= Barbara Vance =

American author and illustrator

Barbara Vance is an American author and illustrator, best known for her children's book Suzie Bitner Was Afraid of the Drain.

== Career ==
Vance's first book, Suzie Bitner Was Afraid of the Drain, is a Moonbeam Children's Book Award–winner, a Next Generation Indie Book Award finalist, and twice a finalist for the Texas Library Association's Bluebonnet Award. First published by Copperplate in 2010, it is a collection of 124 humorous and whimsical poems, and over 100 illustrations, which garnered attention for its relatable themes and playful tone.
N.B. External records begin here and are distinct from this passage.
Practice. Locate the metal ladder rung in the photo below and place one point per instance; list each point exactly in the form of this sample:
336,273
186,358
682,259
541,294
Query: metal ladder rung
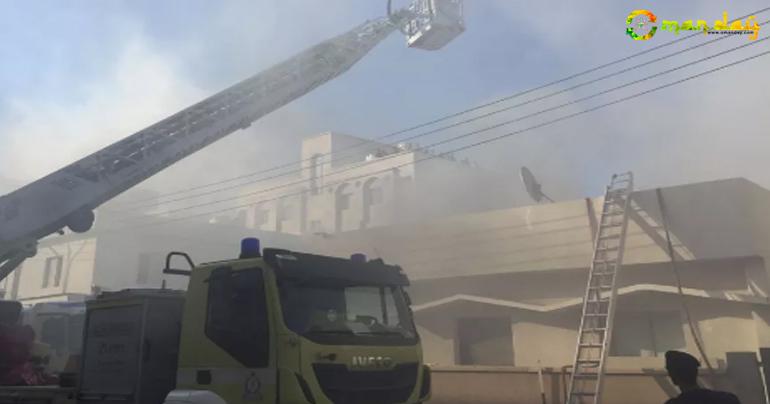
596,314
586,376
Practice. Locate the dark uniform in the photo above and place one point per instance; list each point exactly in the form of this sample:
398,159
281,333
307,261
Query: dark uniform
704,396
683,370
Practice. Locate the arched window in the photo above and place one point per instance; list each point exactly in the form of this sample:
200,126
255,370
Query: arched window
342,197
372,196
316,172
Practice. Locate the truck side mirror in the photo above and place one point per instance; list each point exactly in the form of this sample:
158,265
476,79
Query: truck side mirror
183,272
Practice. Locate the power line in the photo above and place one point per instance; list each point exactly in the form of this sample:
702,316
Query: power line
437,120
486,129
482,142
456,124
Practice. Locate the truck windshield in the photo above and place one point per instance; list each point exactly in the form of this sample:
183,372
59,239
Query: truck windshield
329,312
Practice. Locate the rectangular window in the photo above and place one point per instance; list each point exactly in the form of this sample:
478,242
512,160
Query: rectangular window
485,341
376,196
343,201
236,315
52,271
143,269
646,334
260,216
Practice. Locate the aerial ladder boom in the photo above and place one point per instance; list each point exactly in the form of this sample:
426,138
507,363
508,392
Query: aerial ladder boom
67,197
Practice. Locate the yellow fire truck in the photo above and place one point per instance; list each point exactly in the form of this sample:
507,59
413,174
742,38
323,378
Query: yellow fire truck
285,327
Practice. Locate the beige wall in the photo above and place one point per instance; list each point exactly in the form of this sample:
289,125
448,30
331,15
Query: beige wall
485,385
78,260
548,339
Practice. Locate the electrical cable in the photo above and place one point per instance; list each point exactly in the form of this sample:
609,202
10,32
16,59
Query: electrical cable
443,118
677,276
472,145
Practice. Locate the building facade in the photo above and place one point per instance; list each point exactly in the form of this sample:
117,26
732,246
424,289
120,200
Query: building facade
344,183
505,287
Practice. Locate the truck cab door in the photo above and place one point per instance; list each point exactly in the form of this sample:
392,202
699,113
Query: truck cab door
240,366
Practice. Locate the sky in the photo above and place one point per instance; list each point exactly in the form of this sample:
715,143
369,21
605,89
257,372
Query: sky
76,76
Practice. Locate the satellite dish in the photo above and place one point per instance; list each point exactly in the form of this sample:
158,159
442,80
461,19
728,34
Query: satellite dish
534,189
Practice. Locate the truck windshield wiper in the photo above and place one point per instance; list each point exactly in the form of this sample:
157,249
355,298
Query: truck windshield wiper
345,332
381,333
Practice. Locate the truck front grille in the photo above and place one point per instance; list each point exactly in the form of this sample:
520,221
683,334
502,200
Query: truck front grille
344,386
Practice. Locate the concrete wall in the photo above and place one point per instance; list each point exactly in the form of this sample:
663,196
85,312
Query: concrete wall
410,191
548,339
78,260
487,385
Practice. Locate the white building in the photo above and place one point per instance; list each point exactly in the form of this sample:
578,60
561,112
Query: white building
346,183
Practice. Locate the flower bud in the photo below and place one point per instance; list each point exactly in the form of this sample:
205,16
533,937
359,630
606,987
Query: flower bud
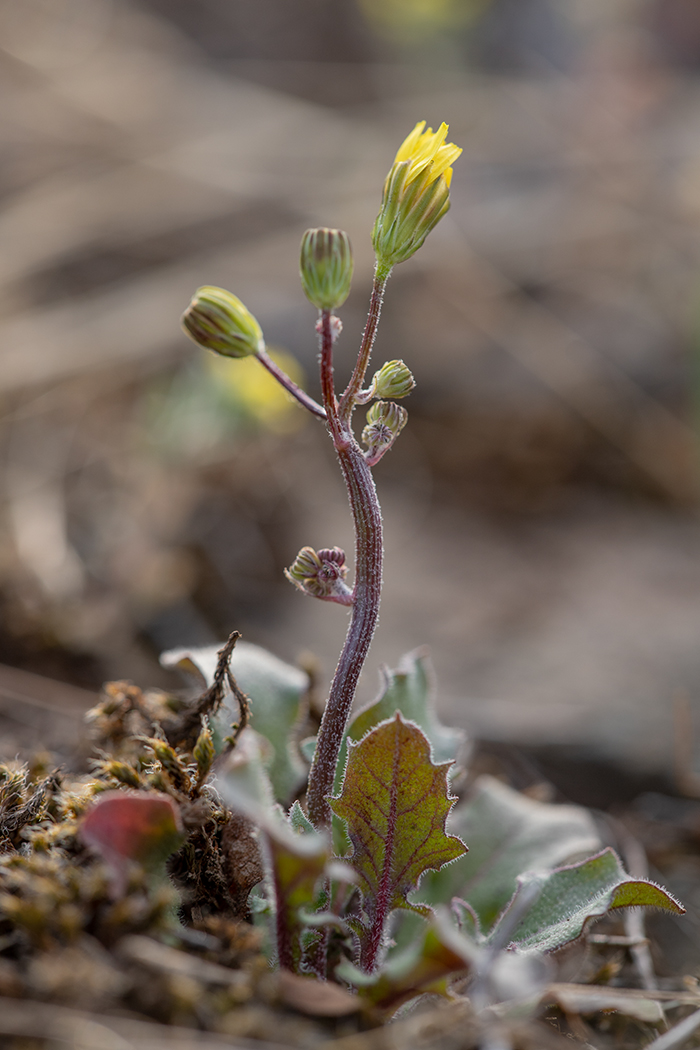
325,265
394,379
217,320
321,574
385,421
416,194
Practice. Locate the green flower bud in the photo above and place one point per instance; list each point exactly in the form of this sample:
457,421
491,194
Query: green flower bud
217,320
385,421
416,194
325,265
394,379
321,574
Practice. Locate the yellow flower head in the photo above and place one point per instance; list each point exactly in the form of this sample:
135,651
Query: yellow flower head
416,194
428,148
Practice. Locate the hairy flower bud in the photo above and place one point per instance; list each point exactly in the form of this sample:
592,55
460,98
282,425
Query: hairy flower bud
321,573
416,194
394,379
217,320
325,265
385,421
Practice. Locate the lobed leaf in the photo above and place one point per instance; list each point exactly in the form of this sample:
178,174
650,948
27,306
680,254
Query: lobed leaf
576,895
410,690
395,802
277,692
508,834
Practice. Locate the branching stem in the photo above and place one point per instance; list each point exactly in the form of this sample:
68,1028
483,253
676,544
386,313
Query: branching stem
347,400
290,385
368,553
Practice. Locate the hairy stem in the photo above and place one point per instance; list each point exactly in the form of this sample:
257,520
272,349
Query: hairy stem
290,385
368,553
355,385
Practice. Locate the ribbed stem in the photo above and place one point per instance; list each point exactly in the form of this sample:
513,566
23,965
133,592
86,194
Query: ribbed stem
357,379
368,553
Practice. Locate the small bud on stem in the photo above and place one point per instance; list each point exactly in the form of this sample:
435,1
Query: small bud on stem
325,266
321,574
385,421
217,320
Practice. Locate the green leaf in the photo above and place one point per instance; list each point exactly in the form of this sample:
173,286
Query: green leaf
428,964
277,692
410,690
507,834
574,896
395,802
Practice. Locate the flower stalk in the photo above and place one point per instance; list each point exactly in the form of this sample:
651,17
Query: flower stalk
416,196
366,592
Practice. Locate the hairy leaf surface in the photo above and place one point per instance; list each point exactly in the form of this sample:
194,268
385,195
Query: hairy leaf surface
429,964
395,801
576,895
295,855
508,834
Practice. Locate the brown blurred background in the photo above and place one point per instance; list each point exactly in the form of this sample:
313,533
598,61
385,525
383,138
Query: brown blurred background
542,507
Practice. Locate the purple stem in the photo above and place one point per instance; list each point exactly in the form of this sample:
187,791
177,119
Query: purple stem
290,385
357,379
368,552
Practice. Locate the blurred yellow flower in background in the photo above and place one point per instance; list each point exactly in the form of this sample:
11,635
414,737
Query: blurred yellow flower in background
254,393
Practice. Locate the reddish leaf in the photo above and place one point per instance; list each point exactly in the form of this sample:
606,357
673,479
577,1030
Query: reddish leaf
126,827
395,801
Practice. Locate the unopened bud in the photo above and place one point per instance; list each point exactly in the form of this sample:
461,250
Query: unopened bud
325,265
321,573
394,379
217,320
385,421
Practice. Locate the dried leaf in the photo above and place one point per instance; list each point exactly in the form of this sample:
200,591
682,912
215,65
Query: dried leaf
277,692
597,999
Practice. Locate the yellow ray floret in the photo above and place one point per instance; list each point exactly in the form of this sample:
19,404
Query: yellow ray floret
427,148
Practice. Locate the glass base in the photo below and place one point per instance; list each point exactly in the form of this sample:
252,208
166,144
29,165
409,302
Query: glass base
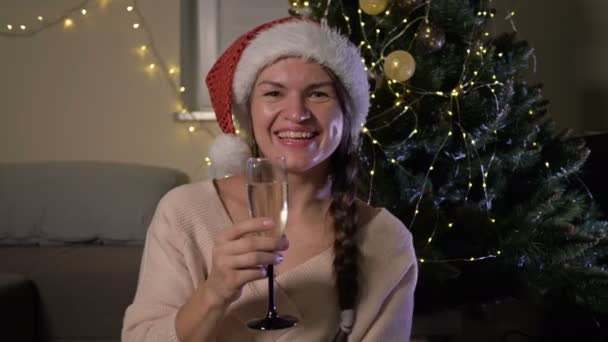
274,323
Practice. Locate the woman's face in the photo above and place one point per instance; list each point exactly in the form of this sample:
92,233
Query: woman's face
296,113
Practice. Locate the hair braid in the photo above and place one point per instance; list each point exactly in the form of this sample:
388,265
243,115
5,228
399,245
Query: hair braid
346,220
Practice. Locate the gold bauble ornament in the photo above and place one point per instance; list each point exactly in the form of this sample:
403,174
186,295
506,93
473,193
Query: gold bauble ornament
399,66
373,7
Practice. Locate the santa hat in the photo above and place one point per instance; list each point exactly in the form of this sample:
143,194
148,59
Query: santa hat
232,77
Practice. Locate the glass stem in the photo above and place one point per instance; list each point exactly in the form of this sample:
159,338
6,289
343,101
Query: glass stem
272,309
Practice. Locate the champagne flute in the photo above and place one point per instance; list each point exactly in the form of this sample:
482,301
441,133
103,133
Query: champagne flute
267,197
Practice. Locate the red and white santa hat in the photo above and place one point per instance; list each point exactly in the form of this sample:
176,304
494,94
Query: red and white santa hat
232,77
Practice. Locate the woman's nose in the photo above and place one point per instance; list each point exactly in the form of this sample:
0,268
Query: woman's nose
296,109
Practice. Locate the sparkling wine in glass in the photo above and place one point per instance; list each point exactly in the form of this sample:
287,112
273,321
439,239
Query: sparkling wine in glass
267,197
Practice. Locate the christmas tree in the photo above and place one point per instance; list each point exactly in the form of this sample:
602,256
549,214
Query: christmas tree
463,151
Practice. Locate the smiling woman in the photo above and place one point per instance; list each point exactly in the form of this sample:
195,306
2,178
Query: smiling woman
297,89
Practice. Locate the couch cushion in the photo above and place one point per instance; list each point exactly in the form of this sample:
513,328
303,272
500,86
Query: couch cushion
80,201
18,320
84,290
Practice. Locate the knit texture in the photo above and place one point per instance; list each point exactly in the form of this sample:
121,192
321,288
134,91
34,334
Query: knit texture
177,259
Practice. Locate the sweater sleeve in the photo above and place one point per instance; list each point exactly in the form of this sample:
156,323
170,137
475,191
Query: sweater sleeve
163,285
386,307
394,321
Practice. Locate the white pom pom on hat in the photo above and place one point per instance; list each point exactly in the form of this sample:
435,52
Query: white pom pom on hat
232,77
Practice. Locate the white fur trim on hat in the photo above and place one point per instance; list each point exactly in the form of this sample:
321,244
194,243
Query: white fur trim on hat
309,40
228,154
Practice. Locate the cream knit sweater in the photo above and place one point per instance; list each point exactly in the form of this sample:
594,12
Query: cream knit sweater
177,258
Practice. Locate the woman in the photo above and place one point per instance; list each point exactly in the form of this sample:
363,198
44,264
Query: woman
345,270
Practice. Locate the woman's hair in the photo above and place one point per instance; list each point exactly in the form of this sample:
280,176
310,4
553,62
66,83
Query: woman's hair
343,170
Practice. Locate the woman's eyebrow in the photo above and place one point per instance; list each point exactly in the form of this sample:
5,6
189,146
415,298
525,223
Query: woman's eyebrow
321,84
271,83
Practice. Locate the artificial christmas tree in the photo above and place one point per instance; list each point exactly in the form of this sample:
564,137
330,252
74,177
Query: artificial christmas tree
463,151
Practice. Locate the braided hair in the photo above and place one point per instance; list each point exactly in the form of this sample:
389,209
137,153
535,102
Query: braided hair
343,169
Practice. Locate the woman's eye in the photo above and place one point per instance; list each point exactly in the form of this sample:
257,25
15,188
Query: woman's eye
319,94
273,93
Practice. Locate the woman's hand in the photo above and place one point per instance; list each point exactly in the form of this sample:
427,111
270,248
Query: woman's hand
239,255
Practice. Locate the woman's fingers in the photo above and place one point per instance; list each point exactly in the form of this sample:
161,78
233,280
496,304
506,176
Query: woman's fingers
243,228
255,259
253,244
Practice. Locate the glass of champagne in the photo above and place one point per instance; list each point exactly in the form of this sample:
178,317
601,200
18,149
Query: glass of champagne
267,197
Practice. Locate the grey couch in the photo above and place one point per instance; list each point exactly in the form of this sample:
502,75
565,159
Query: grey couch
71,237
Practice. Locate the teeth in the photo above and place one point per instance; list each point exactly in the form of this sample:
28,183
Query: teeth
295,135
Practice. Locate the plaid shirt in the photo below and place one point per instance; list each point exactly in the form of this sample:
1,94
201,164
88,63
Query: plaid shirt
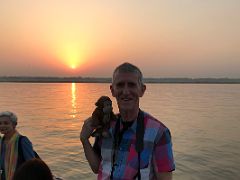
157,155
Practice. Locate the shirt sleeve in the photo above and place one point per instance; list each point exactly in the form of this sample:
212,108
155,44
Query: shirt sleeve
97,146
27,148
163,155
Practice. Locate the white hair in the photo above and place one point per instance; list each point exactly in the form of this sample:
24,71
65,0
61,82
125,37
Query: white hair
11,116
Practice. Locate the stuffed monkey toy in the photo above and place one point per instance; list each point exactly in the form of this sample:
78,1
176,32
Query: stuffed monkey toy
101,116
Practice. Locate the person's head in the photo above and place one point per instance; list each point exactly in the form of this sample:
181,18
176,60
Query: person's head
33,169
127,87
8,122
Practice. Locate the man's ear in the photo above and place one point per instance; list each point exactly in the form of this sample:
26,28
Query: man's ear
112,90
143,89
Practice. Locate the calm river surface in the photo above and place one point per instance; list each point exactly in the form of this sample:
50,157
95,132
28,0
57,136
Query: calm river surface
204,120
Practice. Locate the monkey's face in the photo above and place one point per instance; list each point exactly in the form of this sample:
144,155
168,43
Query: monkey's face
107,106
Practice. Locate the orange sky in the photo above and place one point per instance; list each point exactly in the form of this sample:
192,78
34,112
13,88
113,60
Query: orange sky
89,38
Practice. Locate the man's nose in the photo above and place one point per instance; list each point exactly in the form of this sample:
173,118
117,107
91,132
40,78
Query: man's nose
126,90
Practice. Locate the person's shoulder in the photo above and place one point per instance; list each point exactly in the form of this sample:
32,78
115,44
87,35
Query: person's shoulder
24,139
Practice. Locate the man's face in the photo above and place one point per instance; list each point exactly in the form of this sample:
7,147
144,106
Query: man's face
127,89
6,125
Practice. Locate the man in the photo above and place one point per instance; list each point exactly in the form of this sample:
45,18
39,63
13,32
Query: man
140,145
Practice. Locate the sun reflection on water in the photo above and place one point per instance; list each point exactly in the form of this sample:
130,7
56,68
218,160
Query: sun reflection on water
74,108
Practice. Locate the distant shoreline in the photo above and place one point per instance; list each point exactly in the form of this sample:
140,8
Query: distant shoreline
108,80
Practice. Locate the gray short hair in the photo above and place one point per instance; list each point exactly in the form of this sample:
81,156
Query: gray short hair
128,68
11,116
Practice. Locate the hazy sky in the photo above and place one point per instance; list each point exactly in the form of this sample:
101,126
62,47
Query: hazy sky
170,38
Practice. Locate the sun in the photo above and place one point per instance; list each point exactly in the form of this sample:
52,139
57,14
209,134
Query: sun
73,66
72,55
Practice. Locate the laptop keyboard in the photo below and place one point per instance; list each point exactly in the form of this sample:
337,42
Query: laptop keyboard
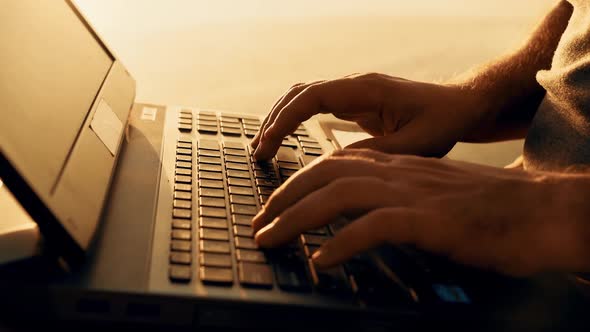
229,187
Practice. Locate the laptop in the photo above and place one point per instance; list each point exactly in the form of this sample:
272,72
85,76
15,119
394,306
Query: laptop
146,209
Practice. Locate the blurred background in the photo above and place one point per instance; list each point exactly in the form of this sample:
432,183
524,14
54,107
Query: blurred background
242,55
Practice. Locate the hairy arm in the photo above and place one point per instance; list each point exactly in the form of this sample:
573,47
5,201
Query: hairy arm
508,88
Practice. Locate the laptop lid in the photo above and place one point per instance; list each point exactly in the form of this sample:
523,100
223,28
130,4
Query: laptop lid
64,103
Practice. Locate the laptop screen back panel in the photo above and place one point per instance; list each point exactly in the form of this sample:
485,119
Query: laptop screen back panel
65,102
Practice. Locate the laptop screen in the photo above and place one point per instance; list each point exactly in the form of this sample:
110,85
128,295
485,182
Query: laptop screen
49,77
64,100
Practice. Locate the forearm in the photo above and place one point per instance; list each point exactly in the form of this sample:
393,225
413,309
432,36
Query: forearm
507,89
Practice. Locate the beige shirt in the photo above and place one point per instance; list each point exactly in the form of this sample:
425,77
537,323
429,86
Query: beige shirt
559,136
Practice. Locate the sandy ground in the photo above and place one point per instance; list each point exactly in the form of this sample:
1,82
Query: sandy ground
244,62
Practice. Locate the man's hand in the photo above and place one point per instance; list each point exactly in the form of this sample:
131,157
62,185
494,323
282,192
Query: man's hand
404,116
508,220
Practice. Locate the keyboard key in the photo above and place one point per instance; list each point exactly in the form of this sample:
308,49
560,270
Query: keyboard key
210,168
209,222
236,159
231,131
239,182
312,151
287,155
210,192
219,247
317,240
300,132
311,145
209,160
233,145
214,234
183,171
319,231
209,122
245,231
241,199
183,179
180,258
250,133
260,182
239,219
180,234
207,113
180,245
183,187
266,191
245,243
215,260
184,145
211,201
212,212
187,152
264,199
210,175
181,224
291,275
235,152
331,280
180,273
307,159
215,184
241,191
255,275
287,172
254,256
253,122
183,195
183,164
225,124
289,143
181,157
244,209
207,129
216,275
181,213
209,153
185,127
310,249
289,166
208,144
269,175
251,127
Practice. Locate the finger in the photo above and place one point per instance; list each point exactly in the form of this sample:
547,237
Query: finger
256,139
410,139
312,178
294,91
341,95
326,204
396,225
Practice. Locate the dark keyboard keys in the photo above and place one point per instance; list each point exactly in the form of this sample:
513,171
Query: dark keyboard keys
220,223
215,260
180,273
180,258
255,275
214,234
212,212
254,256
180,245
218,247
216,275
238,219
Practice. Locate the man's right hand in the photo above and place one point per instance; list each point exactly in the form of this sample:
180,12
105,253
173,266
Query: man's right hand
405,117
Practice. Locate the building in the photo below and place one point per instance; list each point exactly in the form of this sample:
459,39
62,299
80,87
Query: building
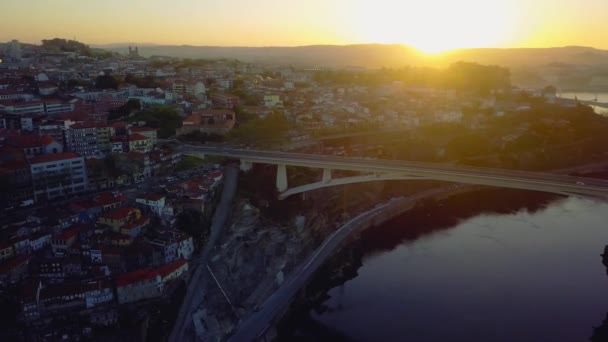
22,107
120,217
14,270
135,228
104,135
138,285
57,175
155,202
272,101
208,121
148,132
56,107
173,245
140,143
225,100
64,240
6,251
134,53
81,138
53,128
14,51
183,87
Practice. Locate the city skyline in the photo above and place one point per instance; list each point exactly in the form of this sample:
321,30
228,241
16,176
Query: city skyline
431,26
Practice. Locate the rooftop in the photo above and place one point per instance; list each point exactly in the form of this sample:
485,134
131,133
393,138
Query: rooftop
119,213
46,158
137,137
136,277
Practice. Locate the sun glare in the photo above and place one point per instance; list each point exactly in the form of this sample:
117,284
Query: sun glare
434,26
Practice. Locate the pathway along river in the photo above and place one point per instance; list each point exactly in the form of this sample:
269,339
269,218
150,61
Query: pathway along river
485,266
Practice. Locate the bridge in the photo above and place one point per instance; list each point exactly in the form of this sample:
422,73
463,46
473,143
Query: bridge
593,103
379,169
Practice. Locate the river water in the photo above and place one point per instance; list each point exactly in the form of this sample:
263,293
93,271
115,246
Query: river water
601,97
532,273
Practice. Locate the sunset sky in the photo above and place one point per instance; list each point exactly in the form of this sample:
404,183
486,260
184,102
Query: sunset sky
430,25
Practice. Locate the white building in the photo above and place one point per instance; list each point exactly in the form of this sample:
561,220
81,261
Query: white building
156,202
272,101
14,50
56,175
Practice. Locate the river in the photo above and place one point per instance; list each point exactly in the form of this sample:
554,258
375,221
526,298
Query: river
444,273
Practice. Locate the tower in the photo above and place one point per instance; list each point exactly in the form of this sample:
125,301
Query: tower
14,50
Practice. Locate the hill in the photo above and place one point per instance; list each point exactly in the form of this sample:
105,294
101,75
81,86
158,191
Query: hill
377,55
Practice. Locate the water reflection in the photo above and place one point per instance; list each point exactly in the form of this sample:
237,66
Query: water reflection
530,275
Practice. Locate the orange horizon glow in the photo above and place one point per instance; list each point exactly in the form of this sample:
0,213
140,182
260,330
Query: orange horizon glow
431,26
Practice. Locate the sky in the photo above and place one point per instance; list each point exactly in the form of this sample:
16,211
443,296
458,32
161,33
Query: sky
429,25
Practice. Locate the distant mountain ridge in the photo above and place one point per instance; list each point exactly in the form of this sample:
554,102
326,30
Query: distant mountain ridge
376,55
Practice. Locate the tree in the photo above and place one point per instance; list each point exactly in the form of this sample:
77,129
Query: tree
262,131
125,110
165,118
193,222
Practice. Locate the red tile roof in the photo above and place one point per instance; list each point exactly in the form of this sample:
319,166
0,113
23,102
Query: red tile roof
142,221
136,277
10,265
152,197
53,157
106,198
68,234
167,269
137,137
119,124
46,140
86,124
142,129
119,213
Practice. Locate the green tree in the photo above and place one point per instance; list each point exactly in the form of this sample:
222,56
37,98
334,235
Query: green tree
165,118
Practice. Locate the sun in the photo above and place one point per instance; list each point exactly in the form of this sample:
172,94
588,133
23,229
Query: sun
435,26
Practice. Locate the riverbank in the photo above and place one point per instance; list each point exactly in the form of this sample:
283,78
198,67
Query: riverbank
429,216
199,276
261,324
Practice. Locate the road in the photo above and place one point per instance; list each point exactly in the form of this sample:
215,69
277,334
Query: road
194,295
548,182
259,322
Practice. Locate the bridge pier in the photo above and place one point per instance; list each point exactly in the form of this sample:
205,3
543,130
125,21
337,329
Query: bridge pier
246,165
282,178
326,176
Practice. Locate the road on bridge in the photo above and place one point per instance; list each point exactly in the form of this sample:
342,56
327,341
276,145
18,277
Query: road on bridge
548,182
Vance's work is often compared to that of classic children's poets such as Shel Silverstein, blending light-hearted verse with imaginative illustrations. Wholesalers for the book include Baker & Taylor Books, Follet Schools Solutions and Brodart.

== Education ==
In addition to her work as an author, Vance holds degrees in English from Southern Methodist University and a PhD in Creative Writing from the University of Texas at Dallas, where she later taught. She has been involved in educational and literary communities, promoting literacy and creative expression among young readers. Vance continues to write and illustrate, contributing to the literary and educational fields.

== Books ==
- Suzie Bitner Was Afraid of the Drain, Copperplate Publishing, 2010.
- Merry Christmas Snert, Copperplate Publishing, 2010.